Sometimes good people do shitty things. Sometimes a person will not act in the kindest way possible. Sometimes someone will do something not realising (or caring) how it makes others feel. Sometimes people have bad days. Sometimes people make mistakes. Sometimes people are wrong.
Peppino is a human, he is not immune to being a jerk sometimes. Again, this doesn't make him a bad person, it just makes him human, and I don't want people to forget that and misinterpret him as being someone whos only flaw is his anxiety. Yes it is a key part of his character, but theres more to this guy than that, thats not his only flaw or imperfection or whatever you want to call it. He's not 'kind perfect guy who also has anxiety', theres more detail to who he is than that.
Peppino can be a bit mean, Peppino can be hotheaded, and you know what?

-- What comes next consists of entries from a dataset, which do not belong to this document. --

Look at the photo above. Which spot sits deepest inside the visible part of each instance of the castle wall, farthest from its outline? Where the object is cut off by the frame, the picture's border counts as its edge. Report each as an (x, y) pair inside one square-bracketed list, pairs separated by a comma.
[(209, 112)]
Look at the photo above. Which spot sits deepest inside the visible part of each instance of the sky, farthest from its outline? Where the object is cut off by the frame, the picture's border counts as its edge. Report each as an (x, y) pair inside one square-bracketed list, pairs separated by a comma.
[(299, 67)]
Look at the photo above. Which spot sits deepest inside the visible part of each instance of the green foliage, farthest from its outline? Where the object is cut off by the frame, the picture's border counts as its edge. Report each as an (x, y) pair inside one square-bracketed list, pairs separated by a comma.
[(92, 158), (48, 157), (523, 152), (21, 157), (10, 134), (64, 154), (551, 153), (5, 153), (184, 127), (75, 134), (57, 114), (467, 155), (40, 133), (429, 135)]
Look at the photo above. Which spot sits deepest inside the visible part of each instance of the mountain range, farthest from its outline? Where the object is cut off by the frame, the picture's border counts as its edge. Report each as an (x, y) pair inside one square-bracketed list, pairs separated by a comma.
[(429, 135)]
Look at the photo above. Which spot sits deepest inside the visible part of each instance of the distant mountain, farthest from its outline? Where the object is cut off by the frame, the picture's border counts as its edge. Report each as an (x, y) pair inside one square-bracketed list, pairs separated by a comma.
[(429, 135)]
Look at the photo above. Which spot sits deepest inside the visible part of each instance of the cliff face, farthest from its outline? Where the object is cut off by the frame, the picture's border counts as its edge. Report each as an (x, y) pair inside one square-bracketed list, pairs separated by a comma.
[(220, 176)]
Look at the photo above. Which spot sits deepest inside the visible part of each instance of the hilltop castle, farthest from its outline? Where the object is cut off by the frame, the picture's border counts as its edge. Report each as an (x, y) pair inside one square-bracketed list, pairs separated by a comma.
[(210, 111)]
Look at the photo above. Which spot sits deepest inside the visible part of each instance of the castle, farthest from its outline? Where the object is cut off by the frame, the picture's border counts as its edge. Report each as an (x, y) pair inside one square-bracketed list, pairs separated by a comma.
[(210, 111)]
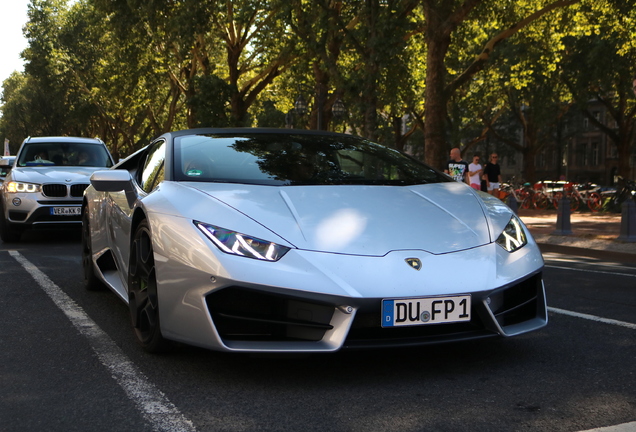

Thats okay because thats what a person is like sometimes, and that is a sign of a complex and realisticly written character (even if he is a cartoon guy, his personality still feels realistic). He's not the same guy all of the time, he doesnt respond to every situation in the same way, he's not a one note character. Sometimes he sucks as a person, but its okay because despite all that, he's a loveable and endearing character, and he isn't a horrible terrible person, he just is human, and thats okay.